Moreover, it’s encouraged an easing in “financial conditions”, which the Fed itself says it doesn’t want. In plain terms, the dollar has again been weakening in the capital markets, against not only other currencies, but stocks and bonds. Asset prices have been rising again, which is more upward pressure in the consumer price pipeline. The Fed appears to assume more gradualism in policy will translate into more gradualism in market responses. Nothing could be further from the truth … Exhibit A: 2008.
Okay, that explains why it’s an error but not why the Fed is committing it. We can only speculate about what’s going on in their minds, but mine is that they are worried about the extreme inversion in the yield curve. They’re trying to smooth that out a bit by trading slightly lower rates now for higher rates in the future … a misguided attempt to move markets with “forward guidance”.
It’s not working. Nothing the FOMC says now commits it to policy two or three or four meetings out and the markets know it. Instead the Fed has set markets up now for a bigger decline later. The economy will follow. What has happened since they started talking about slowing the pace in favor of a higher “terminal rate”? A even deeper yield curve inversion … an object lesson in the perils of substituting facts and logic with dogma and wishful thinking … in not getting what you say you want but what your actions produce.
As always, the markets will have the last word. If the dot plots and hawkish talk manage to turn asset prices lower in a sustained way, consumer price inflation will continue to moderate. Some damage has already been done, but it’s not too late to contain it. The Fed’s credibility and unnecessary volatility remain casualties.
Yet nobody’s even talking about the bigger problem … the dogma that says policy changes may only be made in long series of unidirectional moves. This has led to policy being perpetually behind the curve. First because it’s making such a major commitment, an overwhelming accumulation of evidence must pile up for the Fed to even begin to act, and second because the policy then takes many months to be implemented. This isn’t a hawks-versus-doves debate, it’s between reason and superstition … and isn’t even debated, just assumed. Because the Fed is chronically late, it winds up being pro-cyclical, with the result that the economy careens from bubble to bust. After decades of this destructive dogma, you would think these folks would look at this and say to themselves, “hey, this isn’t working; let’s try something else”.

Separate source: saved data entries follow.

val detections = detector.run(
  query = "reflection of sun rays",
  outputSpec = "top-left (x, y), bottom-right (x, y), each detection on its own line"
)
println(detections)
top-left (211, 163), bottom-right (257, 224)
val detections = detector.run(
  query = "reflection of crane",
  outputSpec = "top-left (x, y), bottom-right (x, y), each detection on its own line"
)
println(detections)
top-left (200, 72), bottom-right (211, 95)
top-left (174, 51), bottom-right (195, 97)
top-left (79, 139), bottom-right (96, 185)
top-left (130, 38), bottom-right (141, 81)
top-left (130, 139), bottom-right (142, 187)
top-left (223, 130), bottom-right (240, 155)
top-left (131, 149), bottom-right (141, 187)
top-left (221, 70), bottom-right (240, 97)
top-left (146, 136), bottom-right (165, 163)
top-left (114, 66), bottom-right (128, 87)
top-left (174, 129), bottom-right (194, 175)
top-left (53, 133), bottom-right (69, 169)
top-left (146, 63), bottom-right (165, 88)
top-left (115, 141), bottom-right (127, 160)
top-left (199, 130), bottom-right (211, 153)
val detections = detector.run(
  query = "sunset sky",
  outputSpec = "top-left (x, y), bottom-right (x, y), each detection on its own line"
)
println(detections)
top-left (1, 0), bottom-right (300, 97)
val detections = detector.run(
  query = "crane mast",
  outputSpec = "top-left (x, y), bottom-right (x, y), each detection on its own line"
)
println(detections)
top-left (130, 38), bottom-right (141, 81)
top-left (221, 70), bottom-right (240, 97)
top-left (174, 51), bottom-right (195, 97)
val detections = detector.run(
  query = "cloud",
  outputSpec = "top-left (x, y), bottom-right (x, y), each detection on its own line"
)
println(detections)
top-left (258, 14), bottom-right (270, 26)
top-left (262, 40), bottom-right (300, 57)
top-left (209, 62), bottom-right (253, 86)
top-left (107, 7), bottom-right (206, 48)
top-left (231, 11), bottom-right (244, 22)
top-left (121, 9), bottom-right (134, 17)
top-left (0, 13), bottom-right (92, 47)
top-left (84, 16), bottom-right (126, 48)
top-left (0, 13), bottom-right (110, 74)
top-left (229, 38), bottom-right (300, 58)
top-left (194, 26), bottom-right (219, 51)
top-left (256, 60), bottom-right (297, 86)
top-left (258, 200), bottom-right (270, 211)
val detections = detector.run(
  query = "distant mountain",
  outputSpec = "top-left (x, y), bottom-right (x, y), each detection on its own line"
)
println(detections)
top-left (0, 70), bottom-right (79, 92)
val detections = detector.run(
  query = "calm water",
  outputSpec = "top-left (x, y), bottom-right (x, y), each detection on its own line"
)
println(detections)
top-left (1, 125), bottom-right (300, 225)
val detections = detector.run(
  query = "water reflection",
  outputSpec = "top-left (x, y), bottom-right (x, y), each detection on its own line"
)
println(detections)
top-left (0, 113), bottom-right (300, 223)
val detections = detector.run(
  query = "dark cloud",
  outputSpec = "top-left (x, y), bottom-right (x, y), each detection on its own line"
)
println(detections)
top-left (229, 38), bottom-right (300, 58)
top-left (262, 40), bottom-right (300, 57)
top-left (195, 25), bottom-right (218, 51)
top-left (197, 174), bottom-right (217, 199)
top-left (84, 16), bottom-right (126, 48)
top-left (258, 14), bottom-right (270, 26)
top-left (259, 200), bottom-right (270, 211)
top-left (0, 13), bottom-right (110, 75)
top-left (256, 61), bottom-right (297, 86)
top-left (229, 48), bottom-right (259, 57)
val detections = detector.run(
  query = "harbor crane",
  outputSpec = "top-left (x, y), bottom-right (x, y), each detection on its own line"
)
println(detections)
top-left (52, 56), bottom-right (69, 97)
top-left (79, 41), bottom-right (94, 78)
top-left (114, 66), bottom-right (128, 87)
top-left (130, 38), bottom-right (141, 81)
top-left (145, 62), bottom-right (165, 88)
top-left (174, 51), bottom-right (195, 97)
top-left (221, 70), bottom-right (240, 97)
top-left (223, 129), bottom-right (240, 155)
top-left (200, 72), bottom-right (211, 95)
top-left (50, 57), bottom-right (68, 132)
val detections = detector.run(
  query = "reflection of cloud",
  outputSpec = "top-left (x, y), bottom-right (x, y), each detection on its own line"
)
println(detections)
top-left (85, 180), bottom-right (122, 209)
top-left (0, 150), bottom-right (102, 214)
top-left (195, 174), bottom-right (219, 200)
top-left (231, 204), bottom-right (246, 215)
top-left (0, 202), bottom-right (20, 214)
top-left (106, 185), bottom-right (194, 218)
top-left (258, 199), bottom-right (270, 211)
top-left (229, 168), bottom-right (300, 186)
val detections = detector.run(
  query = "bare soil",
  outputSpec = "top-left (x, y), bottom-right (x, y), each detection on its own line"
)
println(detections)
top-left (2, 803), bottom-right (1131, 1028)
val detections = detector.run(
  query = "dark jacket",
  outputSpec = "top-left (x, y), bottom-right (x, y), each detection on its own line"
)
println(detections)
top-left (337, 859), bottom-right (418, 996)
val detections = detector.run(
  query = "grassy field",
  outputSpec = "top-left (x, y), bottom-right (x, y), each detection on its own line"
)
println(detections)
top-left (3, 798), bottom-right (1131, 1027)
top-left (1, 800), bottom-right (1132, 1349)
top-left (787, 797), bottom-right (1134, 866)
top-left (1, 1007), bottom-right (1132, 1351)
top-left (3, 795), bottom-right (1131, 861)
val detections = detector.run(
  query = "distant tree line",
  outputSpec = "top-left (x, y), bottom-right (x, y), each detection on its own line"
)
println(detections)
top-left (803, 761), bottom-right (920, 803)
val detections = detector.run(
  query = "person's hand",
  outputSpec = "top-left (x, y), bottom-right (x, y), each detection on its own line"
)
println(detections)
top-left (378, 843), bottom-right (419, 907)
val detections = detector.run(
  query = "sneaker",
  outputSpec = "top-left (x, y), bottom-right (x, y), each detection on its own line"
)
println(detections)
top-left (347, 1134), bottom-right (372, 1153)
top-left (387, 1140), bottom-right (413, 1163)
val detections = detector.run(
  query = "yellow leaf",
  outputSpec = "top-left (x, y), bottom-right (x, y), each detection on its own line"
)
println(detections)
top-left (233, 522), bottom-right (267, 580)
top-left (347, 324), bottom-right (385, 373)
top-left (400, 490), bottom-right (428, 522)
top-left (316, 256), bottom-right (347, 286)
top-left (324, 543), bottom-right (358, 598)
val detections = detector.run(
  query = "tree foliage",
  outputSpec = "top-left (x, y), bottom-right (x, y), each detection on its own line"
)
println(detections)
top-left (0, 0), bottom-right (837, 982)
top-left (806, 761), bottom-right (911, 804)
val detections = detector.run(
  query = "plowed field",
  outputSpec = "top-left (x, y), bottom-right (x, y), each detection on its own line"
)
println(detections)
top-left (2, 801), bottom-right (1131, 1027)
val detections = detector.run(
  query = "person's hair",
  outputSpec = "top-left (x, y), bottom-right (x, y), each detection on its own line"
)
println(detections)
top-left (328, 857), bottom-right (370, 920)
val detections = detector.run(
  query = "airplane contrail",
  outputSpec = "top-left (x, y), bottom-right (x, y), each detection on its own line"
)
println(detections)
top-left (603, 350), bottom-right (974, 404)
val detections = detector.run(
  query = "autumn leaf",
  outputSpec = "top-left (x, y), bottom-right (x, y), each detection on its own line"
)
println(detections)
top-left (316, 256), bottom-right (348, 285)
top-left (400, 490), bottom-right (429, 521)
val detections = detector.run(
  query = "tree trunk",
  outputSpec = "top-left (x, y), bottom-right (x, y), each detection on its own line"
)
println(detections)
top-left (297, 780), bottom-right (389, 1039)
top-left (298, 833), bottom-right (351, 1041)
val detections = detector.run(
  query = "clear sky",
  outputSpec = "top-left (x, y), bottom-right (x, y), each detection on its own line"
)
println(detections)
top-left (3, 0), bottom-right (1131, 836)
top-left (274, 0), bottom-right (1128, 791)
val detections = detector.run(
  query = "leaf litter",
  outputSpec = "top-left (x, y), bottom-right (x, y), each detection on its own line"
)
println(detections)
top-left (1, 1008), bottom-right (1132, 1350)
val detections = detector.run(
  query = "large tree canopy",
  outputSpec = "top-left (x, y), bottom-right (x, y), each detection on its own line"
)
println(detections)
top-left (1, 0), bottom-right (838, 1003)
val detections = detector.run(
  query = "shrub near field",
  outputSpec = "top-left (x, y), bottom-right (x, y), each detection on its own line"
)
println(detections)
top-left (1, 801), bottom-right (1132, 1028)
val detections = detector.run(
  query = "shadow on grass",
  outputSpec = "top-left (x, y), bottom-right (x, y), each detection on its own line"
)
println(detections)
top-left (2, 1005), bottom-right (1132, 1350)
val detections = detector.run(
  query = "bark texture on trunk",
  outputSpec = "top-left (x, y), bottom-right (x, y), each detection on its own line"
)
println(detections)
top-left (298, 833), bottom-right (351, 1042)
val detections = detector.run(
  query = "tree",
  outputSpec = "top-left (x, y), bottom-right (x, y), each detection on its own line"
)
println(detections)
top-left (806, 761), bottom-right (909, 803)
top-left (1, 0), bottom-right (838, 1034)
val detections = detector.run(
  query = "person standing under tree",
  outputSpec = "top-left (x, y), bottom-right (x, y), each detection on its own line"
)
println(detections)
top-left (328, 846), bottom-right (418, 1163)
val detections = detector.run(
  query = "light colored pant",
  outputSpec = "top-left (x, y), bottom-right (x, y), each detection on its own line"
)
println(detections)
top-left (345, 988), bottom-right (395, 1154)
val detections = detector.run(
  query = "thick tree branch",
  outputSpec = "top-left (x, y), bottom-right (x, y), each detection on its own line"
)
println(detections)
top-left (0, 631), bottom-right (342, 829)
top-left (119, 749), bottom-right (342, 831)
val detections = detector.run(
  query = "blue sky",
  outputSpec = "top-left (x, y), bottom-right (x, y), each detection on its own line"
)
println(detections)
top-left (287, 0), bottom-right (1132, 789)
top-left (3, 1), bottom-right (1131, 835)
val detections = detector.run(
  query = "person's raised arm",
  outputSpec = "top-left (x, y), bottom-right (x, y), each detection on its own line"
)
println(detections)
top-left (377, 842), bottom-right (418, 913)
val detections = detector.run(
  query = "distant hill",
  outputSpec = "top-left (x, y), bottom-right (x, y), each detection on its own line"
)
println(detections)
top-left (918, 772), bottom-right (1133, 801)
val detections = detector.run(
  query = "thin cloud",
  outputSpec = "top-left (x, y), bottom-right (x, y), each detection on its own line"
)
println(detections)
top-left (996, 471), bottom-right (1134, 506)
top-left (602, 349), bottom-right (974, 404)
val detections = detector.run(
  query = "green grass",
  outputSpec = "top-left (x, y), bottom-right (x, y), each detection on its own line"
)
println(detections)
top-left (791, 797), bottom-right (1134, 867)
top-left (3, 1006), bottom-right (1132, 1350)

The “something else” is simply to worry less about hubris … projecting an image of “we know what the right policy is way ahead of time”. … especially when markets already know they don’t … or at least weigh it against its the massive cost. Instead cultivate a habit of fine tuning policy at every meeting – higher or lower, as the data may indicate. If a rate increase is followed by a cut and then another increase, so be it. It’s not indecisiveness, it’s the way real markets operate. The ten year yield, stock prices, commodity prices all behave this way. By trying to eliminate volatility from short term interest rates, the Fed forces it out into the macro economy, where it is amplified into booms and busts. As markets grow accustomed to the new norm, they will find the degree of financial stability that has for so long been sought by the Fed.